Each 1g cream contains 0.64mg Betamethasone Dipropionate (equivalent to 0.5mg Betamethasone base).
Mechanism of Action:
Betamethasone preparations contain the dipropionate ester of betamethasone which is a glucocorticoid exhibiting the general properties of corticosteroids.
In pharmacological doses, corticosteroids are used primarily for their anti-inflammatory and/or immune suppressive effects.
Topical corticosteroids such as betamethasone dipropionate are effective in the treatment of a range of dermatoses because of their anti-inflammatory, anti-pruritic and vasoconstrictive actions. However, while the physiologic, pharmacologic and clinical effects of the corticosteroids are well known, the exact mechanisms of their action in each disease are uncertain.
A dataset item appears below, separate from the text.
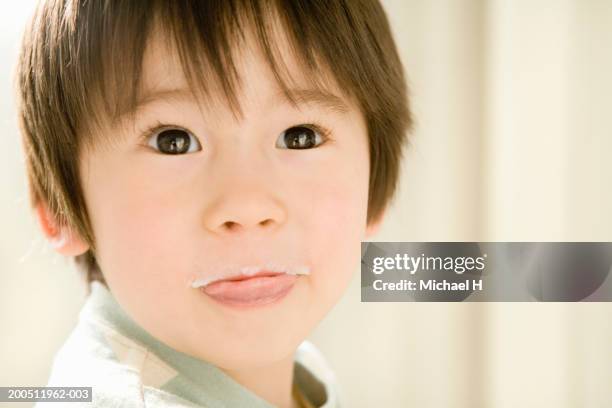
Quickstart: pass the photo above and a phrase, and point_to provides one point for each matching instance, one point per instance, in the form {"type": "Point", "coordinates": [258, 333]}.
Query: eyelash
{"type": "Point", "coordinates": [159, 127]}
The extent of percutaneous absorption of topical corticosteroids is determined by many factors including vehicle, integrity of the epidermal barrier and the use of occlusive dressings.
Topical corticosteroids can be absorbed through intact, normal skin. Inflammation and/or other disease processes in the skin may increase percutaneous absorption.
Occlusive dressings substantially increase the percutaneous absorption of topical corticosteroids.
Once absorbed through the skin, topical corticosteroids enter pharmacokinetic pathways similar to systemically administered corticosteroids. Corticosteroids are bound to plasma proteins in varying degrees, are metabolised primarily in the liver and excreted by the kidneys. Some of the topical corticosteroids and their metabolites are also excreted in the bile.
Betamethasone Dipropionate is a synthetic fluorinated corticosteroid. It is active topically and produces a rapid and sustained response in eczema and dermatitis of all types, including atopic eczema, photodermatitis. Lichen planus, lichen simplex, prurigonodularis, discoid lupus erythematosus, necrobiosislipoidica, pretibial myxodemea and erythroderma. It is also effective in the less responsive conditions such as psoriasis of the scalp and chronic plaque psoriasis of the hands and feet, but excluding widespread plaque psoriasis.
Rosacea, acne, perioral dermatitis, perianal and genital pruritus. Hypersensitivity to any of the ingredients of the Betamethasone presentations contra-indicates their use as does tuberculous and most viral lesions of the skin, particularly herpes simplex, vacinia, varicella. Betamethasone should not be used in napkin eruptions, fungal or bacterial skin infections without suitable concomitant anti-infective therapy.
Warnings and precautions:
Dosage and administration:
Adults and Children:
- Once to twice daily. In most cases a thin film of Betamethasone should be applied to cover the affected area twice daily. For some patients adequate maintenance therapy may be achieved with less frequent application.
- Betamethasone Cream is especially appropriate for moist or weeping surfaces.
- lichenifield or scaly lesions but this is not invariably so Control over the dosage regimen may be achieved during intermittent and maintenance therapy by using Betamethasone Cream, the base vehicles of Betamethasone Cream. Such control may be necessary in mild and improving dry skin conditions requiring low dose steroid treatment.
Excessive prolonged use of topical corticosteroids can suppress pituitary-adrenal functions resulting in secondary adrenal insufficiency which is usually reversible. In such cases appropriate symptomatic treatment is indicated. If HPA axis suppression is noted, an attempt should be made to withdraw the drug, reduce the frequency of application, or to substitute a less potent steroid.
The steroid content of each tube is so low as to have little or no toxic effect in the unlikely event of accidental oral ingestion.
Using during pregnancy or lacation:
There are no adequate and well controlled studies of the teratogenic potential of topically applied corticosteroids in pregnant women. Therefore topical steroids should be used during pregnancy only if the potential benefit justifies the potential risk to the foetus.
It is not known whether topical administration of corticosteroids would result in sufficient systemic absorption to produce detectable quantities in breast milk. Systemically administered corticosteroids are secreted into breast milk in quantities not likely to have a deleterious effect on the infant. Nevertheless, a decision should be made whether to discontinue the drug, taking into account the importance of the drug to the mother.